CARPAL TUNNEL SYNDROME
The carpal tunnel is a narrow passageway made of bones and ligaments that is located on the wrist. It houses the tendons that move the fingers and the median nerve. This nerve controls some small muscles of the hand that move the fingers and provides sensation to the thumb and some of the fingers.
Carpal tunnel syndrome develops when this nerve becomes compressed at the carpal tunnel on its way from the forearm to the hand. Thickening from inflamed tendons, cysts, tumors or other swellings can also narrow the tunnel and compress the nerve.
Other causes of carpal tunnel syndrome include wrist injuries like fractures and sprains which can also cause the nerve to be squeezed. Persons who are born with a small tunnel are also more likely to develop the syndrome.
Risk factors for developing carpal tunnel syndrome include pregnancy due to fluid retention. Arthritis, diabetes, hypothyroidism, overactivity of the pituitary gland and overuse of the wrist are other risk factors associated with this condition.
Hand pain, which may be associated with tingling or burning sensations on the palm, is one of the symptoms of carpal tunnel syndrome. Hand numbness is another symptom which may occur together with weakness of the hand muscles. This numbness mainly affects the thumb, index and middle fingers though it can also radiate up the forearm.
Carpal tunnel syndrome symptoms begin gradually and usually start at night since many people sleep with their wrists flexed. As the condition progresses, the tingling extends and is felt during the day.
Diagnostic tests used to confirm this syndrome include nerve conduction studies in which electrodes are placed on the hand and wrist. Small electric shocks are then applied and the speed with which the nerves transmit the impulses is measured. This electrodiagnositic test is the only examination that can accurately confirm the diagnosis.

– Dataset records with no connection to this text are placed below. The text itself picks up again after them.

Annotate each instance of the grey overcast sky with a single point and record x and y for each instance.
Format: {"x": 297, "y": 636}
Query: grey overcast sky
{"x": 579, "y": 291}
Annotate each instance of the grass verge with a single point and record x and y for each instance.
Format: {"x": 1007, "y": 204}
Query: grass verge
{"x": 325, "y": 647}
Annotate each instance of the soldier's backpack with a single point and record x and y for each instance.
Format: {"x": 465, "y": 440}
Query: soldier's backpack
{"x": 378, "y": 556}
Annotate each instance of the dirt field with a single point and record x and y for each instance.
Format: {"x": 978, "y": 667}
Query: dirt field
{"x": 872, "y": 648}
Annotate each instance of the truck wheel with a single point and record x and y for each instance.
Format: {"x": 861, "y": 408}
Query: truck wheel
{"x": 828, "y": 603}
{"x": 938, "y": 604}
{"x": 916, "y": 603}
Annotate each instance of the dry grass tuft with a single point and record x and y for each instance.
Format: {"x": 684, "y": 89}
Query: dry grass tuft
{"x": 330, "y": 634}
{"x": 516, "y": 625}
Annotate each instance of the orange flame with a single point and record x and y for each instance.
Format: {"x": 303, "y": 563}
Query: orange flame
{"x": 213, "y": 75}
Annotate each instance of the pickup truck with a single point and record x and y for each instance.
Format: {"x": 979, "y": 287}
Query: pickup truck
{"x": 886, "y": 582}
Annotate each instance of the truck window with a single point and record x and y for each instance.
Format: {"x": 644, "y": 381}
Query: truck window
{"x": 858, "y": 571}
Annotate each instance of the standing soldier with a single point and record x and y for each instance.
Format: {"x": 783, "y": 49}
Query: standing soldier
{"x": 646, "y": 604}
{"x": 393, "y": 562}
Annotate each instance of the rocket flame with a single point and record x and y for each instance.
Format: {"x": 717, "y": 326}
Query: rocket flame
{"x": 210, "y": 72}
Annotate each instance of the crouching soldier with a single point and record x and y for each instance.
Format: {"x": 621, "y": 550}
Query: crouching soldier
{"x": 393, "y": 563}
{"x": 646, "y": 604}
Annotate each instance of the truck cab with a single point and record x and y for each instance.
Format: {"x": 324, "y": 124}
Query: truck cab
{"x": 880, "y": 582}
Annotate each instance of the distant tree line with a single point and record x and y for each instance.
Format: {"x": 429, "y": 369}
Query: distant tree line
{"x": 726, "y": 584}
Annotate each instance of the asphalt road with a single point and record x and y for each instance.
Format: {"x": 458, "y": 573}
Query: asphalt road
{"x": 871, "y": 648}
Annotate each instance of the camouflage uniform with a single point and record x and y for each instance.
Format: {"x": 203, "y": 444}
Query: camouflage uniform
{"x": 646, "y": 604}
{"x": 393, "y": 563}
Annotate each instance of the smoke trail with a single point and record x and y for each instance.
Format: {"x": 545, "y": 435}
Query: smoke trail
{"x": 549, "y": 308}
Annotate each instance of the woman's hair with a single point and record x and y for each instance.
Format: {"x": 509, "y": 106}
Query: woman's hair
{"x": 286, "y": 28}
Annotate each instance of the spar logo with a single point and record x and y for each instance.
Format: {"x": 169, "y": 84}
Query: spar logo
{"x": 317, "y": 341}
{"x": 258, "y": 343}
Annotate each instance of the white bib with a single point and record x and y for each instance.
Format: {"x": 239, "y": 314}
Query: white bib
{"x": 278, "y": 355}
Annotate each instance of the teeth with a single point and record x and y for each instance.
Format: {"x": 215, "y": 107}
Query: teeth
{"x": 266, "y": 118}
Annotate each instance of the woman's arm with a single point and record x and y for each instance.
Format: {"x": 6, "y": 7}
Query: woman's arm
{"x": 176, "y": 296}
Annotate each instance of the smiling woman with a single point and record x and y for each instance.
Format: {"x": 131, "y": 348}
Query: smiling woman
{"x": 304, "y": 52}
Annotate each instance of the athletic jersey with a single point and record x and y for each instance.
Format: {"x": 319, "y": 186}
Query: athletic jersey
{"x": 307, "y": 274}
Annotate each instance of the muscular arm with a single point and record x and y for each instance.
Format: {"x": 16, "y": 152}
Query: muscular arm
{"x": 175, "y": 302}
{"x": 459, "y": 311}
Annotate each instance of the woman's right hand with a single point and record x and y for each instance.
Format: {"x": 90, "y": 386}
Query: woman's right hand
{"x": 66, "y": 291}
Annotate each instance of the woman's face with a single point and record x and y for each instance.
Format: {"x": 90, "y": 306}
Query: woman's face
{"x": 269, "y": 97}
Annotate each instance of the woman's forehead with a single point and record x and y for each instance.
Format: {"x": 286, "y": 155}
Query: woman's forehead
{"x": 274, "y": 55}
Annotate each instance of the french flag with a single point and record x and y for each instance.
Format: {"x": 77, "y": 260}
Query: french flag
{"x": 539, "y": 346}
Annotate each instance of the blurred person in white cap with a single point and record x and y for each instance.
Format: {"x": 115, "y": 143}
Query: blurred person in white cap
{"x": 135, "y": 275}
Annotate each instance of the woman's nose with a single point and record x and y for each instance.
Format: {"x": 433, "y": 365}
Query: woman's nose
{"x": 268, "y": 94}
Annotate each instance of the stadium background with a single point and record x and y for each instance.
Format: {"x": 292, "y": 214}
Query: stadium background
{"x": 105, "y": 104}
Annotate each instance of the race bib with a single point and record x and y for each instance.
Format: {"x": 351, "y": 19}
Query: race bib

Electromyography is another test which can also be done in patients with carpal tunnel syndrome. In this procedure a fine needle is inserted into a muscle and the electrical activity measured to determine the severity of damage to the median nerve.
The treatment of carpal tunnel syndrome should start with the treatment of any underlying condition like diabetes or arthritis. The wrist should then be rested for at least a fortnight and activities that can worsen the condition avoided. The wrist should also be immobilized in a splint to avoid twisting or bending movements that can further compress the nerve.
Nonsteroidal anti-inflammatory drugs (NSAIDS) are some of the medications used to treat carpal tunnel syndrome. Ibuprofen and naproxen are examples of these drugs which reduce inflammation and pain. Water pills or diuretics are also prescribed for patients with edema to reduce the swelling. Pyridoxine or vitamin B6 is also taken to reduce the symptoms.
Corticosteroids like prednisone can be injected into the wrist to reduce inflammation and pain. Lidocaine is another medication which is injected into the carpal tunnel to manage pain. This is called a carpal tunnel injection.
Physical therapy is also important for the management of this condition since stretching and strengthening exercises help manage the symptoms.
The surgical treatment of carpal tunnel syndrome includes the carpal tunnel release. In this operation the surgeon cuts the carpal ligament which is the band of tissue around the wrist to enlarge the tunnel and reduce the pressure on the nerve. This operation which is usually done under local anesthesia can also be done endoscopically with very small incisions to minimize postoperative discomfort and hasten recovery.
The symptoms of the syndrome are usually relieved immediately after the release operation though full recovery usually takes several months. Adverse effects of the operation include infection, nerve damage and pain at the scar.
To prevent further damage to the nerve patients should perform wrist stretching exercises. They should also take frequent rest breaks while at work and wear splints to keep their wrists straight and in the correct position. Fingerless gloves can also be worn to keep the hand warm and flexible.
It is important to treat carpal tunnel syndrome in order to prevent permanent damage to the median nerve since this can cause wasting of the thenar muscles at the base of the thumb. Progression of the disease can also lead to decreased grip strength which makes every day activities like grasping small objects difficult. In addition, the hand’s sensation can also be affected leading to inability to differentiate hot from cold temperatures.